Eat Empowered, Healthy Eating Tips

How Often You Should Have a Cheat Meal


I hate the concept of a cheat meal or cheat days. Yup, despise. OK, I know that sounds a little aggressive, but I’ve seen them (meals labeled cheat meals or days labeled cheat days) do so much more harm than good.  The whole premise of a cheat meal or cheat day is just so … negative.

So does this mean we should all stick to kale, salmon and blueberries and never indulge?

Absolutely not.

Do I like indulging?

You betcha. I never met a chocolate chip cookie I didn’t like. And, I do feel that indulging is part of living a Nutritious Life.

Why I Don’t Believe in the ‘Cheat Meal’ Concept

First, the term alone makes it seem as if you’re doing something wrong. It’s all negative energy. We eat well to feel well, not to be made to feel bad.

Next, it kinda makes you want to, well, CHEAT! If you’re always feeling like  you’re waiting for your next cheat meal, then guess what, you’ll want that decadent French toast or curly fries with truffle oil a whole lot more. Chia seeds don’t walk themselves into your pantry. Kale doesn’t get chopped up by itself. You make lots of great choices and those choices shouldn’t feel like they need to be cheated on. The cheat meal concept completely diminishes the empowering good vibes you get from all the hard work and excellent choices you make most of the time.

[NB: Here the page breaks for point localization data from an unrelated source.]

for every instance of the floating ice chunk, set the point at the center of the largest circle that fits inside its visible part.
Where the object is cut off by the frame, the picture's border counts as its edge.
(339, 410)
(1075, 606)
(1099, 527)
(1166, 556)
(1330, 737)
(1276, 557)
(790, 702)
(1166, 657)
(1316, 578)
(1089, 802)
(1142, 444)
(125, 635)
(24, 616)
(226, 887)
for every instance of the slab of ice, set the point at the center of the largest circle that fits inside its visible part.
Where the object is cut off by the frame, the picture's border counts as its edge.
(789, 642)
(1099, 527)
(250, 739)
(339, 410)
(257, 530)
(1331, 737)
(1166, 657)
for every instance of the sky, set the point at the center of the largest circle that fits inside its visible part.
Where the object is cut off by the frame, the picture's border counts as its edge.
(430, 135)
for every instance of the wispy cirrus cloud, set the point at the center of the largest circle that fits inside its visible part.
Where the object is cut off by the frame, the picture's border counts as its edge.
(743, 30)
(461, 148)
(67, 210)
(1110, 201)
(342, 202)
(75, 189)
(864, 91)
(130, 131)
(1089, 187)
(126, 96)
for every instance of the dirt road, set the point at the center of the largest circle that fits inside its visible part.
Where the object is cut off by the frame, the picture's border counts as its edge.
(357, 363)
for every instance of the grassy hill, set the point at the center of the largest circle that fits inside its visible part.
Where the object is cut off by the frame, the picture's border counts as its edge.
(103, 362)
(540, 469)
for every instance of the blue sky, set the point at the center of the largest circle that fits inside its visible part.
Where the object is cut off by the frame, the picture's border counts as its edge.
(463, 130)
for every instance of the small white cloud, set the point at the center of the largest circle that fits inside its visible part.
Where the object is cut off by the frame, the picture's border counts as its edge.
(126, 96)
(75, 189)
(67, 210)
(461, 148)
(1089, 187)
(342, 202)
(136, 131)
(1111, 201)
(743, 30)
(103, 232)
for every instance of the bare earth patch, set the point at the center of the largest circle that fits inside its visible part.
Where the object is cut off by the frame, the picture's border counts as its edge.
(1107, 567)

Finally, what if Sunday is your “cheat day” and you wake up motivated to run a 10K and eat a three-veggie frittata with sprouted grain bread and a green juice? Should you cheat? I think not. I’ve had clients say, “I was actually in the mood for an egg veggie scramble but it was my ‘off’ day and I knew I wouldn’t be able to eat pancakes for another week.”


When and How You Should Indulge

So should you indulge, ever? Absolutely! I love my cookies and cake as much as anyone, I promise. Instead of viewing them as cheat meals, I prefer to call eating them a “conscious indulgence.” A conscious indulgence should be a few things: Portion controlled, the most nutrient-dense option of what you’re truly craving, and, finally, eaten from an empowered place. In other words, not hiding in your cubicle or grabbing the remaining candy bar from the trash.

Dying for those Reese’s Pieces?? Well then perhaps an ounce of 70% dark chocolate with a teaspoon of natural peanut butter and a cup of green tea is even better. Fries? Try a baked sweet potato with sea salt instead. And, what if you just want the actual Reese’s Pieces or you don’t have the dark chocolate around? Eat a portion slowly (I’m not a calorie counter, but in this case, aiming for approximately 100-150 calories is a good way to control portion) with a cup of tea and move on.

The idea of cheating is negative. I like to be positive. A conscious indulgence is positive. It comes from a place of empowered eating, not a place of giving in or falling off the wagon.

How to Ditch the Cheat Meal Concept Altogether

When you look at every eating situation as an individual opportunity to eat well, there’s room for indulging a craving and getting right back to that salmon and kale at the next meal. You don’t feel like you’ve given in, you don’t feel like you’ve failed and you certainly don’t indulge just because it’s the day or time to do so . You indulge when you have a true food craving and want to indulge from a place of positive energy. You can indulge because you can drink a green juice, eat avocado toast and still make room for a cookie, or the frosting off the cupcake.

How often those indulgences occur is personal. It all depends on your health goals, your overall diet and your cravings. Generally, I recommend one to three a week depending upon all of the above.